From where I sat, those three pictures were the best to have come our way in the first 50 weeks of 2014 (as usual, I’m writing this on the Monday before Christmas). It may have been yet another year without any truly great masterpieces, but once again there were plenty of exceptionally interesting films coming into view.

Other outstanding 2014 arrivals in local theaters included Under the Skin, Nightcrawler, The Great Beauty, Locke, Her, The Drop, John Wick and Gloria. The last two titles in that group might not have made it into my “local” top 10 if a few other 2014 standouts had actually made it onto local theater screens.
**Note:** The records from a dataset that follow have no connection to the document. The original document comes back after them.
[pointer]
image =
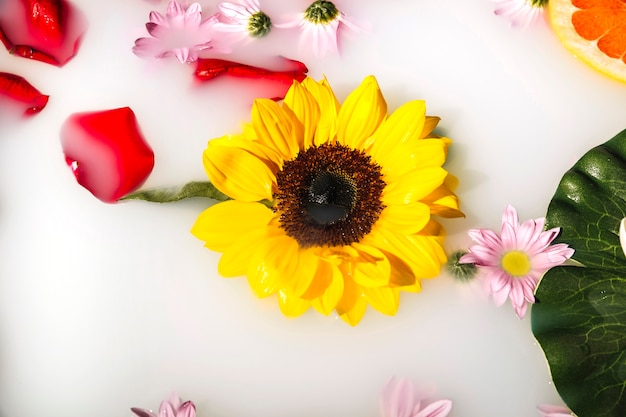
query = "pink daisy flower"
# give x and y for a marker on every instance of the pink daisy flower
(399, 399)
(521, 13)
(243, 19)
(181, 32)
(172, 407)
(320, 23)
(547, 410)
(513, 262)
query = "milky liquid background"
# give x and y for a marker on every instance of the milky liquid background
(104, 307)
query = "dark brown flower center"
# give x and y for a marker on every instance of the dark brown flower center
(329, 196)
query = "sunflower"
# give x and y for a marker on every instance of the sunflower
(331, 205)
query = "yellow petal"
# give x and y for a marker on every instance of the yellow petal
(272, 265)
(361, 114)
(442, 201)
(406, 218)
(236, 258)
(404, 125)
(305, 272)
(237, 173)
(396, 161)
(268, 155)
(352, 305)
(276, 128)
(413, 186)
(222, 224)
(328, 300)
(430, 124)
(305, 109)
(385, 299)
(402, 276)
(291, 305)
(424, 255)
(329, 108)
(372, 269)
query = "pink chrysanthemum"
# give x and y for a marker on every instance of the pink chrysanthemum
(513, 262)
(547, 410)
(172, 407)
(320, 24)
(181, 32)
(243, 19)
(521, 13)
(399, 399)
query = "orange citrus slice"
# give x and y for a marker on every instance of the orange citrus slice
(594, 31)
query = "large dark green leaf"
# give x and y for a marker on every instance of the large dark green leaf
(580, 315)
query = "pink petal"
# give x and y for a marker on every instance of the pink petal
(158, 18)
(528, 234)
(485, 237)
(510, 216)
(397, 398)
(498, 280)
(484, 256)
(509, 237)
(439, 408)
(140, 412)
(622, 235)
(187, 409)
(174, 9)
(500, 297)
(155, 30)
(520, 311)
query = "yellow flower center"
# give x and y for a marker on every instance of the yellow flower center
(515, 263)
(321, 12)
(259, 25)
(329, 195)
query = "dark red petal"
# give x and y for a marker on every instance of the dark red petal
(210, 68)
(45, 30)
(107, 152)
(46, 20)
(18, 89)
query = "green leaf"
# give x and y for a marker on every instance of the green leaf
(579, 318)
(167, 195)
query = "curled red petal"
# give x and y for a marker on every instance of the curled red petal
(21, 91)
(210, 68)
(46, 20)
(49, 31)
(107, 152)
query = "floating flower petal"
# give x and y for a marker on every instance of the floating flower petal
(399, 399)
(331, 205)
(45, 30)
(320, 24)
(548, 410)
(622, 235)
(172, 407)
(513, 262)
(107, 152)
(18, 90)
(210, 68)
(521, 13)
(181, 33)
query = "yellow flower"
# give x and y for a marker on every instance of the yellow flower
(331, 205)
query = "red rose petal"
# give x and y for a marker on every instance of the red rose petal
(208, 69)
(21, 91)
(45, 30)
(107, 152)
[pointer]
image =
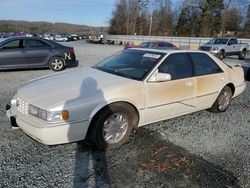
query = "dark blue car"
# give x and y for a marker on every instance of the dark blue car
(33, 52)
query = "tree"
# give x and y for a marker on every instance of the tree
(247, 24)
(119, 22)
(211, 11)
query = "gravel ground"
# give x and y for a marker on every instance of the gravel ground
(202, 149)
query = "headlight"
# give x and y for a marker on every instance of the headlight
(51, 116)
(215, 48)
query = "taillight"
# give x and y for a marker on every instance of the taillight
(71, 50)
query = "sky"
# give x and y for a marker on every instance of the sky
(82, 12)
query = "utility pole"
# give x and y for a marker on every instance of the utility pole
(150, 24)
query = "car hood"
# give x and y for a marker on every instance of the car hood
(211, 45)
(69, 87)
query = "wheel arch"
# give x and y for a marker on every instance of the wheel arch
(56, 56)
(102, 107)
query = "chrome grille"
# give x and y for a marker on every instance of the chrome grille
(22, 106)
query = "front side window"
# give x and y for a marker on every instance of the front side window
(14, 44)
(232, 41)
(178, 65)
(36, 44)
(204, 65)
(134, 64)
(220, 41)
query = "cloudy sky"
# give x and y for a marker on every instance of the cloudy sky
(87, 12)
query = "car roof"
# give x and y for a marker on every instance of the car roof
(167, 51)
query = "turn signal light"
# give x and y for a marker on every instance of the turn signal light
(65, 115)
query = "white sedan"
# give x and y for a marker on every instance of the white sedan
(130, 89)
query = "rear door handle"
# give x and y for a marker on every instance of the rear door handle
(189, 84)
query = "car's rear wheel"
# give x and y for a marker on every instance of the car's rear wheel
(113, 125)
(223, 100)
(242, 54)
(57, 64)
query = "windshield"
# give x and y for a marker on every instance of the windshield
(134, 64)
(144, 44)
(218, 41)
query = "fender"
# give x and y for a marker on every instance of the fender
(103, 104)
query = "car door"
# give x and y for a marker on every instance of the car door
(175, 97)
(38, 52)
(209, 79)
(232, 47)
(12, 54)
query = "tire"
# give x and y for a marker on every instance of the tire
(242, 54)
(223, 100)
(221, 55)
(57, 64)
(113, 119)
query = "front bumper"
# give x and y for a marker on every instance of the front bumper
(46, 133)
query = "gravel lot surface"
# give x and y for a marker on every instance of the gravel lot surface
(198, 150)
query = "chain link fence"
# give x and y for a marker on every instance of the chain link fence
(180, 42)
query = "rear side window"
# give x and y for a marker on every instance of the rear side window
(178, 65)
(36, 44)
(204, 65)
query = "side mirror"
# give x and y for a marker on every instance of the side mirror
(160, 77)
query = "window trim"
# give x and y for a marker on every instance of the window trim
(35, 48)
(222, 71)
(147, 78)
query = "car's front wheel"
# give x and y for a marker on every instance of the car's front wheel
(223, 100)
(221, 55)
(113, 125)
(57, 64)
(242, 54)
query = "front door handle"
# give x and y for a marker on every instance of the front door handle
(189, 84)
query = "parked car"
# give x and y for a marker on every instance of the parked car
(152, 44)
(130, 89)
(32, 52)
(226, 46)
(59, 38)
(48, 37)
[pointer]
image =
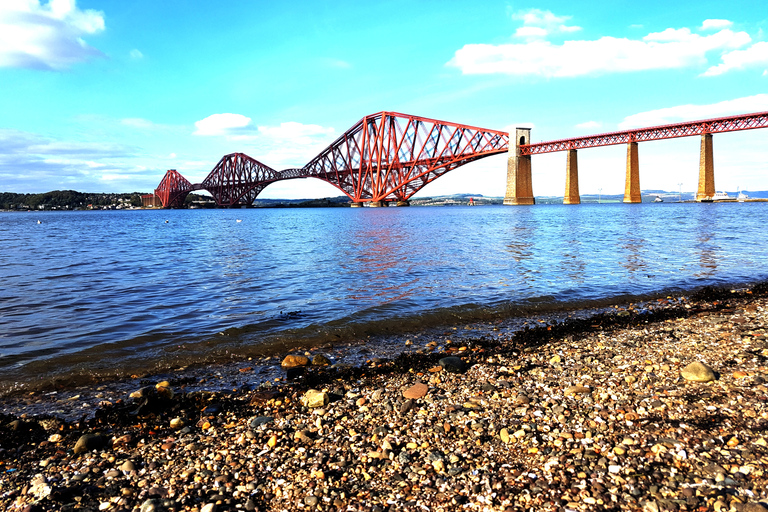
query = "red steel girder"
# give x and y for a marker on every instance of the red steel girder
(391, 156)
(173, 189)
(718, 125)
(238, 179)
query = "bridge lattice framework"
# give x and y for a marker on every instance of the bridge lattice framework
(519, 180)
(387, 157)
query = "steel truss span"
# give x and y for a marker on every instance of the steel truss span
(383, 157)
(391, 156)
(173, 189)
(670, 131)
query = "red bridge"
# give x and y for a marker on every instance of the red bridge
(385, 157)
(388, 157)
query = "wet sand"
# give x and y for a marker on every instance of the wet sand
(660, 406)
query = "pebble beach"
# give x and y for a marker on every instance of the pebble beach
(653, 407)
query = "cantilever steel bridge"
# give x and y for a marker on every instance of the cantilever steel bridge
(388, 157)
(384, 157)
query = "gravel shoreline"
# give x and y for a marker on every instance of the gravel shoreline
(604, 413)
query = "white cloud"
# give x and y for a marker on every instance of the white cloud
(682, 113)
(137, 122)
(589, 125)
(668, 49)
(538, 23)
(30, 162)
(337, 63)
(47, 36)
(224, 124)
(292, 131)
(715, 24)
(756, 55)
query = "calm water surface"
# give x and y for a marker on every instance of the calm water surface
(113, 292)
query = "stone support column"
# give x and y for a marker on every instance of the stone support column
(632, 182)
(572, 179)
(706, 168)
(519, 184)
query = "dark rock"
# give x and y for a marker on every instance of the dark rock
(453, 364)
(89, 442)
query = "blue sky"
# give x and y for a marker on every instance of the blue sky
(105, 96)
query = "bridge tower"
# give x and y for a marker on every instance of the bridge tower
(632, 182)
(706, 168)
(519, 184)
(572, 179)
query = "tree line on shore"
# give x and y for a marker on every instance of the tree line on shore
(66, 200)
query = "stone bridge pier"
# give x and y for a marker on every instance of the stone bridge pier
(519, 185)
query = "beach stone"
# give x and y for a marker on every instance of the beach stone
(418, 390)
(453, 364)
(698, 372)
(260, 420)
(314, 399)
(320, 360)
(293, 361)
(89, 442)
(577, 390)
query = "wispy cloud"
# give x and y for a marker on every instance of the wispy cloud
(47, 36)
(682, 113)
(538, 23)
(673, 48)
(754, 56)
(289, 144)
(224, 125)
(715, 24)
(31, 162)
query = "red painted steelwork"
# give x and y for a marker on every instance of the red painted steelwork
(238, 179)
(173, 189)
(718, 125)
(391, 156)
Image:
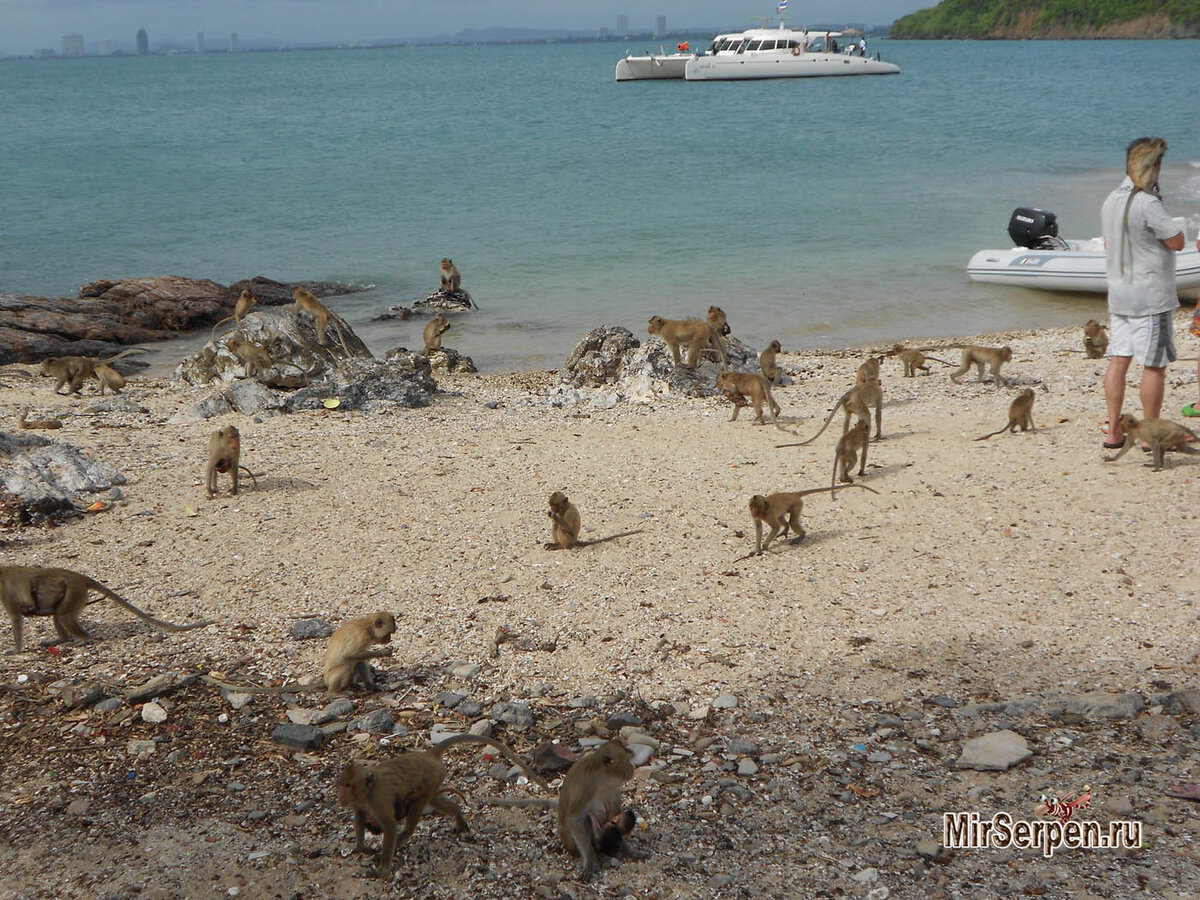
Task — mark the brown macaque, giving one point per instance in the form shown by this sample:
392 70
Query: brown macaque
913 360
225 451
850 447
869 371
307 301
1020 413
384 793
108 377
749 389
694 333
1096 340
239 311
256 359
781 513
346 660
45 424
1161 435
433 331
60 593
857 401
565 519
589 809
451 279
981 357
767 363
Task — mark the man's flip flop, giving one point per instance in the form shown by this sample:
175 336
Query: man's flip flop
1185 792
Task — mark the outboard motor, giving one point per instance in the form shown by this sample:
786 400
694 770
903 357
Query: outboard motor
1035 228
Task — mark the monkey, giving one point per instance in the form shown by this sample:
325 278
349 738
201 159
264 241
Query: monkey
239 312
694 333
46 424
850 445
108 377
451 279
346 658
738 387
309 303
1020 412
767 363
589 811
1096 340
565 517
61 593
253 358
1162 435
383 793
869 371
781 511
433 331
225 450
913 360
858 400
979 357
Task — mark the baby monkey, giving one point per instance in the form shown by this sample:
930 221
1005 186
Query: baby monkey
1162 435
1020 412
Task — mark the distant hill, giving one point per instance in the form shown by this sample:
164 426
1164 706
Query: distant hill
996 19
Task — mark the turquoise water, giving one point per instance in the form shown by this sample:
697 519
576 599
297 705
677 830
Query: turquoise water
820 211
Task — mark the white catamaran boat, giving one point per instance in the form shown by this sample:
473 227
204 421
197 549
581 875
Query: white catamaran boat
654 66
781 53
1044 261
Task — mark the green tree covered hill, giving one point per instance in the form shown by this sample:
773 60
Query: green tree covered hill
1053 19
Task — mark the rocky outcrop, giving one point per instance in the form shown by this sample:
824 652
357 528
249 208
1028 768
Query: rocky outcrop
109 313
43 478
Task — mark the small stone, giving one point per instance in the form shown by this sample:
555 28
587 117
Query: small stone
153 713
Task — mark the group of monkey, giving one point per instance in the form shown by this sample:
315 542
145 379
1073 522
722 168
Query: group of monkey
592 821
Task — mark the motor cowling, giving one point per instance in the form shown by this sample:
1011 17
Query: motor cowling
1033 228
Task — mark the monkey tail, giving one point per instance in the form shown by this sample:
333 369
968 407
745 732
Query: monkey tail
144 616
443 745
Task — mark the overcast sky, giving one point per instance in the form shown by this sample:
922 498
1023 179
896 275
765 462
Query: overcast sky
30 24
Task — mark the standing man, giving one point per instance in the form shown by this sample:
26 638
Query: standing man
1139 239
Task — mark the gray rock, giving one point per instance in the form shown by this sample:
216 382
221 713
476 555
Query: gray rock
996 751
304 737
513 713
306 629
377 721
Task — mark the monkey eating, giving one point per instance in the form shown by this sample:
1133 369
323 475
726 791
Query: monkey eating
225 453
384 793
781 513
857 401
61 594
1096 340
1020 413
433 331
1161 435
767 363
591 817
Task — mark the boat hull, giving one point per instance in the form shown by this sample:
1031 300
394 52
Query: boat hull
1080 270
642 69
749 66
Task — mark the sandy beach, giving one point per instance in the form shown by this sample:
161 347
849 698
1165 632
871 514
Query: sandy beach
1024 568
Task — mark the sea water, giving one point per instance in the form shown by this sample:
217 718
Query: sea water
823 211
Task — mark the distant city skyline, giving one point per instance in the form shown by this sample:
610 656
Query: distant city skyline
30 25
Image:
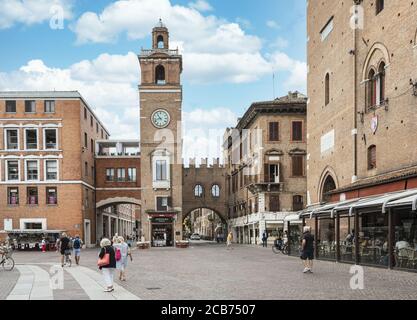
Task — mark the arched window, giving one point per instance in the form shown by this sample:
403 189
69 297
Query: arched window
372 157
327 89
215 191
381 83
329 185
160 42
160 75
297 203
198 191
371 89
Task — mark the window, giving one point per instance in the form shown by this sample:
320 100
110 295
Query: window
215 191
32 195
273 131
161 170
50 137
198 191
327 89
30 106
12 196
162 203
131 173
12 170
297 203
32 170
109 174
379 6
50 106
371 89
160 75
297 131
271 172
121 174
297 166
274 203
10 106
31 139
12 139
51 170
371 157
51 196
327 29
381 84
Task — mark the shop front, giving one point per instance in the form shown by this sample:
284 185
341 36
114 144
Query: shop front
377 231
162 231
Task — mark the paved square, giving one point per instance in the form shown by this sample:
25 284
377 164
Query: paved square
204 272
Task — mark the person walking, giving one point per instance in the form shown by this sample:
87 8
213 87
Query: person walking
76 245
107 263
265 239
43 245
122 252
229 240
307 250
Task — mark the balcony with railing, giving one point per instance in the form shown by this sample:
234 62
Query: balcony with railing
117 148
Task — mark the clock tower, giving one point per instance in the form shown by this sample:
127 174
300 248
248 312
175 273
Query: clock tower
160 94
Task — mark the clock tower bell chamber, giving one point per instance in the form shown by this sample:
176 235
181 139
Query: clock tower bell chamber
160 96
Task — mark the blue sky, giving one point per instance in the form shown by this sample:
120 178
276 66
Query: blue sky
231 49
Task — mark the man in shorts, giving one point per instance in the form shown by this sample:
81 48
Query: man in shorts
64 247
76 245
307 250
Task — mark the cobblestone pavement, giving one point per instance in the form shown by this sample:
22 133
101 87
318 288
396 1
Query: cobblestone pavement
210 272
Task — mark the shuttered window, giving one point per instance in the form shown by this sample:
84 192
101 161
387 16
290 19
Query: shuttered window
273 131
297 131
298 166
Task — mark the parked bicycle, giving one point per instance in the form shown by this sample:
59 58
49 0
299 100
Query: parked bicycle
7 261
280 246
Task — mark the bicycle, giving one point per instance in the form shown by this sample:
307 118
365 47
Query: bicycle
7 261
278 247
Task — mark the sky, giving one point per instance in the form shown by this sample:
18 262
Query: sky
231 50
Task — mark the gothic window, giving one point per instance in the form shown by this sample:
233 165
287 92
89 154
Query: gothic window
160 42
371 157
160 75
327 89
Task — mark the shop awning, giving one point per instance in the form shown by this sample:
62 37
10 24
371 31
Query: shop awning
379 202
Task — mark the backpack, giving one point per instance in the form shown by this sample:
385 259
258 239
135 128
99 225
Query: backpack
77 244
118 255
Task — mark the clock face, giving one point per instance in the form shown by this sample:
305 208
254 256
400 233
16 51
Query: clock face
160 119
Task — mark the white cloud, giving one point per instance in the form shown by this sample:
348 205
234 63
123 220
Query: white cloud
272 24
201 5
100 81
214 50
30 12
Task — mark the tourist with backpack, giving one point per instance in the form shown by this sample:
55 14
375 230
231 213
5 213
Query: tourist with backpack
77 243
122 252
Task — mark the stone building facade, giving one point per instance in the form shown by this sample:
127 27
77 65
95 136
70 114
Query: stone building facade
266 173
47 142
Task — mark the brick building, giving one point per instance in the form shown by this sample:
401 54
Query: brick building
361 130
47 142
266 173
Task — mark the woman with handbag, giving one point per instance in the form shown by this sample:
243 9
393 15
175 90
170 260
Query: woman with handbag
107 263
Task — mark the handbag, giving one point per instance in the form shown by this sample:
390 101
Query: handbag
105 261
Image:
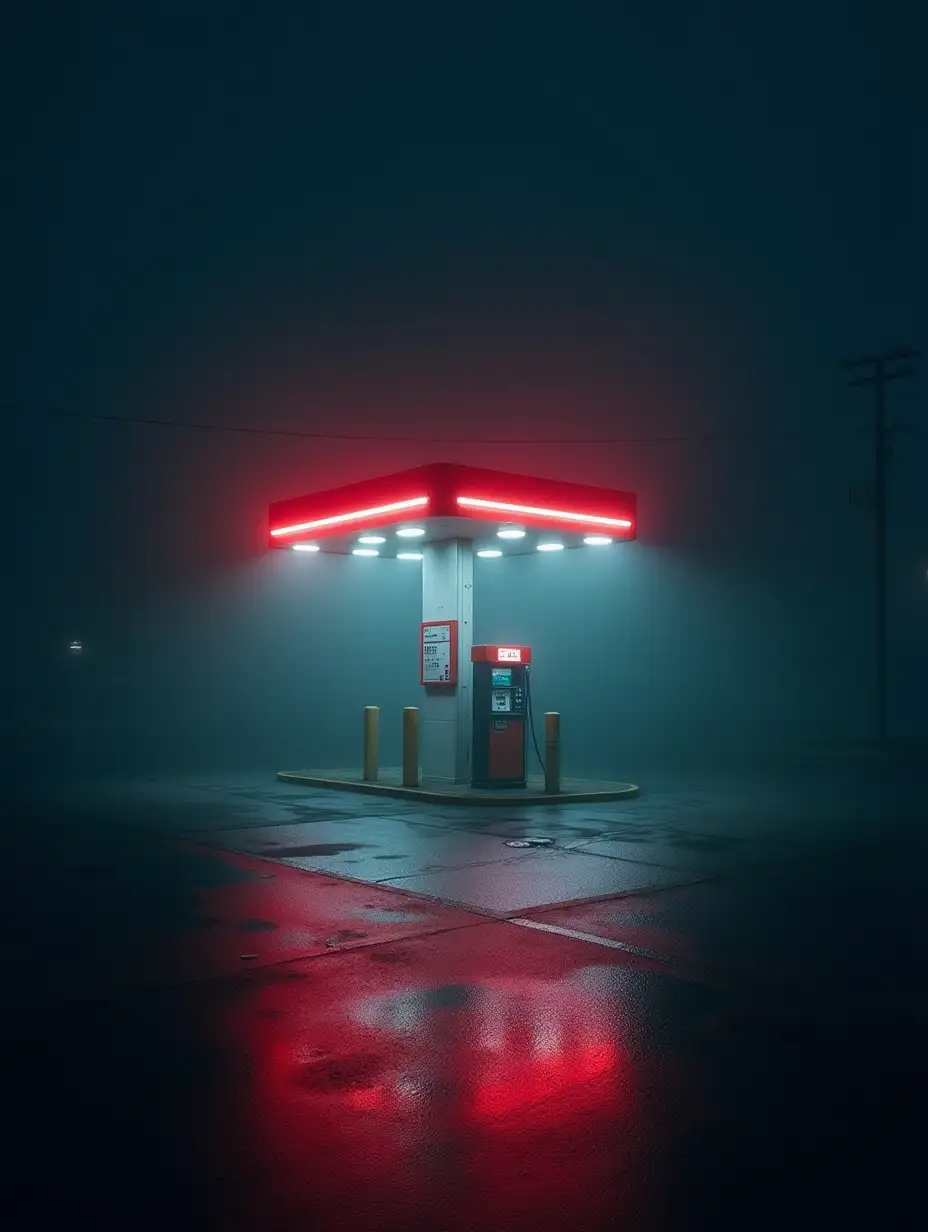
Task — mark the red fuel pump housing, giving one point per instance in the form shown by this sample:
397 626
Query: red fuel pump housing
500 700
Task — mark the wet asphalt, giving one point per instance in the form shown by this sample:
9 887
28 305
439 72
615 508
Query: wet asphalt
234 1003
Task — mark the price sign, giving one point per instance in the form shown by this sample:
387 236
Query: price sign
439 647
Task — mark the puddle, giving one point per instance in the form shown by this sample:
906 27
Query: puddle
312 849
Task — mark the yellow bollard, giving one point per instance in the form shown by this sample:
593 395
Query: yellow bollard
371 742
411 745
552 753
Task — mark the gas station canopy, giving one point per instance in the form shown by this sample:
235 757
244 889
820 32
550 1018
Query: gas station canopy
503 514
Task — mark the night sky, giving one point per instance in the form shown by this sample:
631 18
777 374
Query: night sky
625 222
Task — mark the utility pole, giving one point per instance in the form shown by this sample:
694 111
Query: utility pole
879 371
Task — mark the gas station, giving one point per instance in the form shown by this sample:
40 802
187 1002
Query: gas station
472 734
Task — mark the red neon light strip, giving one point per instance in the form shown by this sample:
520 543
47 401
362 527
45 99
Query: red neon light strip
358 515
503 506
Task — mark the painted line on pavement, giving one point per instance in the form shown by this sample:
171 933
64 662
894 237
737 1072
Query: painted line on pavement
593 940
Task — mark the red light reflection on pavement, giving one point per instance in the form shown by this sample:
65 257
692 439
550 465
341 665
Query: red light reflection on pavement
419 1092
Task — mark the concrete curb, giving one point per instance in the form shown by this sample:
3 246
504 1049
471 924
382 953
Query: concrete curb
435 796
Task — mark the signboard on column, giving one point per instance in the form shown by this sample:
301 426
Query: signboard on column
438 652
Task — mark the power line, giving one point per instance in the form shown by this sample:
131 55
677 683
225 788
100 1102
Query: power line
411 439
879 372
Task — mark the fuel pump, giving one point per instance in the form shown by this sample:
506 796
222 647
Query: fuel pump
500 700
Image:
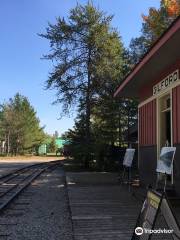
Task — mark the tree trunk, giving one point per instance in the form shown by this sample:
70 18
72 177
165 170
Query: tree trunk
88 112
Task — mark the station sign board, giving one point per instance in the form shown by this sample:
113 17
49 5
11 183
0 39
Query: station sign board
166 83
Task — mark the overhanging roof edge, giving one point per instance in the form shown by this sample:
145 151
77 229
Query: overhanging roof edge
155 47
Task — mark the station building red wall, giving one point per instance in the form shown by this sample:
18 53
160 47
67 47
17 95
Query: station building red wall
147 124
176 114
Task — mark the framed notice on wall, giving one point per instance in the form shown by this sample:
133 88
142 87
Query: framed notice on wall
128 158
165 162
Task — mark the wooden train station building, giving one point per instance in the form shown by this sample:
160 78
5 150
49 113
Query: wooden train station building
155 82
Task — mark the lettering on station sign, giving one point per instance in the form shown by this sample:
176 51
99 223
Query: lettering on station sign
170 80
Particularly noteworthy instances of the latter include Jim Jarmusch’s Only Lovers Left Alive, Marco Bellocchio’s Dormant Beauty and Pawel Pawlikowski’s Ida.

I’ve encountered those films only via DVD so far, but DVDs and streaming movies, foreign and domestic, played a larger-than-ever role in the pleasures and satisfactions of my movie year. The True Detective miniseries also ranks with the group just mentioned, as does Tommy Lee Jones’ The Homesman, a year-end release that might still make it into a local movie house.

Apart from the Oscar-winning The Great Beauty (Italy) and the small gem Gloria (Chile), top-flight foreign language films were hard to come by in local movie theaters. But there were plenty of them brought within reach on video.

In addition to the previously mentioned films by Bellochio and Pawlikowski, the video-only foreign-language standouts include a superb character study from Romania (Calin Peter Netzer’s Child’s Pose), an offbeat film noir from Italy (Salvo, co-directed by Fabio Grassadonia and Antonio Piazza), and five films from France—Martin Provost’s biopic, Violette; François Ozon’s Young & Beautiful; and three sprightly comedies—Michel Gondry’s exuberantly eccentric Mood Indigo, Cédric Klapisch’s Chinese Puzzle, Bertrand Tavernier’s Quai d’Orsay (aka The French Minister).

And there were plenty of remarkable English language films in the video-only category too: David Michôd’s The Rover from Australia, John Michael McDonagh’s Calvary from Ireland, Joon-Ho Bong’s allegorical Snowpiercer (a South Korean/Czech/ American/French co-production), Clio Barnard’s The Selfish Giant from Great Britain, David Mackenzie’s Starred Up (Ireland/UK). Plus, four pungent indies from the U.S.: Liza Johnson’s Hateship Loveship, Daniel Schechter’s Life of Crime (from an Elmore Leonard novel), Jim Mickle’s Cold in July (from a Joe Lansdale novel), and Jeremy Saulnier’s Blue Ruin.

It was a good year for brilliantly despondent crime thrillers—Nightcrawler, The Drop, John Wick, Cold in July, Blue Ruin, The Rover. Noah and Exodus: Gods and Kings brought biblical epics back into play, but the really good films with spiritual subject matter turned up elsewhere and in more intimate form—Ida, Calvary, Dormant Beauty, Wild, Birdman, Locke, etc.

Favorite performances of the year: Edward Norris and Emma Stone in Birdman, Tom Hardy in Locke and The Drop, Tilda Swinton in Snowpiercer and Only Lovers Left Alive, Guy Pearce and Robert Pattinson in The Rover, Guy Pearce and Kristin Wiig in Hateship Loveship, Jake Gyllenhaal in Nightcrawler, Scarlett Johansson in Under the Skin and Her, Romain Duris and Audrey Tautou in Mood Indigo, Toni Servillo in The Great Beauty, Sam Shepard and Don Johnson in Cold in July, Luminita Gheorghiu in Child’s Pose, Paulina García in Gloria, Brendan Gleeson and Kelly Reilly in Calvary, Reese Witherspoon in Wild, Woody Harrelson and Matthew McConaughey in True Detective.